Dunes are, in the Northern parlance, proper grafters.

Yes, they’re labelled ‘stoner rock’, but the boys are no slackers: the Newcastle trio have been putting in the hard yards since 2016, grabbing every opportunity with both hands – whether that’s a gig in a Wakefield boozer, or a stint at Malmö’s Fuzzfest.  

Their ethos has paid dividends. As we start 2025, the band are now embedded into the UK scene and in demand across the North Sea.

So it’s a good time for Dunes to be releasing their best work yet… and to see that work released on Californian label Ripple Music – home to doom and desert scene royalty like The Obsessed and Hermano.

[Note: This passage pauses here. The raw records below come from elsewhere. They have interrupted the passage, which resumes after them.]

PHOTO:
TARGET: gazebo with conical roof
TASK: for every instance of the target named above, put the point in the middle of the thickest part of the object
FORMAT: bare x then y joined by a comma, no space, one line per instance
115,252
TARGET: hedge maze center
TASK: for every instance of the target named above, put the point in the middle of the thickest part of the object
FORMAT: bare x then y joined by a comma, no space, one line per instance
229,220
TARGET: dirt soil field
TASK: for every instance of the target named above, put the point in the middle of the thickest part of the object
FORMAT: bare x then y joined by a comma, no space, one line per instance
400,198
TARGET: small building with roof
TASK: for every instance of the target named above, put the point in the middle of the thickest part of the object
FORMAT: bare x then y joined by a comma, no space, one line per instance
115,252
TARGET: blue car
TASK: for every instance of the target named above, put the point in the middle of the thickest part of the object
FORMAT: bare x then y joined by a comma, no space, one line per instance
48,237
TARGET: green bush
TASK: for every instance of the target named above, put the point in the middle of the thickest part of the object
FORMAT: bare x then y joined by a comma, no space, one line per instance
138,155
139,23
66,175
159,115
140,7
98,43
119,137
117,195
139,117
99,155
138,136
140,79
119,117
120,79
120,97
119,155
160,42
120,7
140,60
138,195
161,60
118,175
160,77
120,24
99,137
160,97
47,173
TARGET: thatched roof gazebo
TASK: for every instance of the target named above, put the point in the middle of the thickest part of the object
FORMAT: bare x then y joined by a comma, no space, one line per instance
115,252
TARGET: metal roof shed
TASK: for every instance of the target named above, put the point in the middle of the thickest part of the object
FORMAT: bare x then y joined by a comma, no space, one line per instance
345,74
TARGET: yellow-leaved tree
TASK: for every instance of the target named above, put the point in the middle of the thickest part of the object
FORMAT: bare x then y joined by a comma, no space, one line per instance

Three albums in and the momentum is with them.

Dunes put down a marker

If there’s one song that epitomises the sheer weight behind Land Of The Blind – and the intriguing dynamics at play here – it’s Northern Scars. Featuring a spine-tingling monologue from Northumberland post-punker Nick Carter, it’s a tale of stifled lives and dragged-down dreams, born from the pain of Britain’s forgotten towns and a class system that never disappeared. A visceral piece, you won’t forget this harrowing doom-out in a hurry.

And that holds true for much of this record. It’s designed to sink in and stay there.

Tides is urgent and tense, with the kind of earworm chorus most of Dunes’ contemporaries would kill for.

Ditto the driving How Real Is Real and Cactus.

Hooks abound.

Frets sizzle.

Yet the emphasis is on reaching that conquering crescendo, rather than meandering around in a blissful, but ultimately unfulfilling, riffscape. 

It’s notable that the production (courtesy of drummer Nicky Watson) has been beefed up from the days of Gargoyle and Take Me To The Nasties. The choruses sound huge. John Davies’ guitars and Ade Huggins’ basswork have plenty of space to breathe, with the sparse/heavy contrast of Fields of Grey a particular highlight.

There’s also a natural flow to the album, as befits an opus born in a valley in rural Northumberland. Land Of The Blind was recorded in an old church – so perhaps there was some divine intervention at play in its creation.

The elevated songcraft, the surging confidence, the sense that the blood, sweat and tears have paid off… they all add up to one thing: this album could take Dunes further than they’ve ever been before.